Studying with a scholarship: a student in the morning and a politician in the evening

Reh-Main ⋅ A bachelor’s degree can help, but other qualities often matter: anyone aiming for a scholarship should look closely at the profiles of the various funding agencies. In this series, we feature fellows from various foundations.

Anyone applying for a Heinrich Böll Foundation scholarship does not need to be a member of the Greens. The same goes for the FDP-affiliated Friedrich Naumann Foundation for Freedom. Many Fellows are still involved in one of two parties. Kimberly Schlueter is one of them. She sits for the Greens in the municipal parliament of Mörfelden-Walldorf and in the district council of Groß-Gerau. Viola Gebek of the FDP is a member of the municipal parliament of Flörsheim. Schlueter studied sociology in Mainz, Gebek studies sustainable marketing and leadership in Wiesbaden. Both had little interest in politics. Today, they discuss childcare places or have to assert themselves against veteran party colleagues in parliament.

Gebek says of herself that she doesn’t fit the FDP cliché of a child from a wealthy, liberal family. She found her way to the party through its values ​​such as openness, diversity and the right to free development. In addition to what Gebek associates with the FDP in terms of values, there is also what she learned in the advanced history course. “It made me realize how important it is to protect liberal democracies.” The student feels more European than German, speaks French and has friends across the continent. Politics, especially local politics, was largely irrelevant to her for a long time. “I didn’t even know how to get involved locally,” says Gebek. With the onset of the pandemic, she begins to think more about her relationship to politics. She ended up best with the Young Liberals, says the student. His scholarship from the Friedrich Naumann Foundation enabled him to start his master’s degree at the private Fresenius University in Wiesbaden. The foundation currently supports approximately 1100 students and doctoral students.

Kimi Schlueter (Greens) came to politics through literature.

Picture: Stephan Lucka

“Somehow I’ve always found parties a little unsexy,” says Kimberly Schlueter, known as Kimi. She defines herself as non-binary, but with her consent, feminine pronouns should be used here. Schlueter, 22, lives with his partner. The Heinrich Böll Foundation has been funding them since 2018. The funding agency supports around 1400 students and doctoral students each year.

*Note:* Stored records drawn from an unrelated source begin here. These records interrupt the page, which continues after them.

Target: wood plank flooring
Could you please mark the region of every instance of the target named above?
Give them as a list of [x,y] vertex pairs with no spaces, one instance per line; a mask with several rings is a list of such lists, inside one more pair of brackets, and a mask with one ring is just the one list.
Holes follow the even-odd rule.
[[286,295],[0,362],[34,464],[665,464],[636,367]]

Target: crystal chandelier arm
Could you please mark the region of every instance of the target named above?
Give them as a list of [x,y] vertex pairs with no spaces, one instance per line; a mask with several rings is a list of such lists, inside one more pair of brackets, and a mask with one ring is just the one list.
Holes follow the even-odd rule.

“It took me until tenth grade to even understand what politics meant. That’s when I started reading newspapers and got interested in literature. Literature really got to me. politicized,” says Schlueter. She can get angry when she talks about novels that have stuck in her memory. Especially when it comes to the plight of women who perish because of social constraints. It had become clear to her that even today there is no level playing field, no opportunities for everyone to participate. “I want to change that.”

The first application phase for foundations funded by the Federal Ministry of Education usually includes an online application form and a letter of motivation. This is also the case of the Friedrich Naumann Foundation. She had to explain what the term freedom meant to her, reports Gebek. Her definition reveals the liberal in her. Individual development is the most important thing, emphasizes the young politician. “Living my strengths, my passions and having all the opportunities. But I also have to do something about it, get involved, defend it. Europe is also part of it, that is to say a Europe with open borders.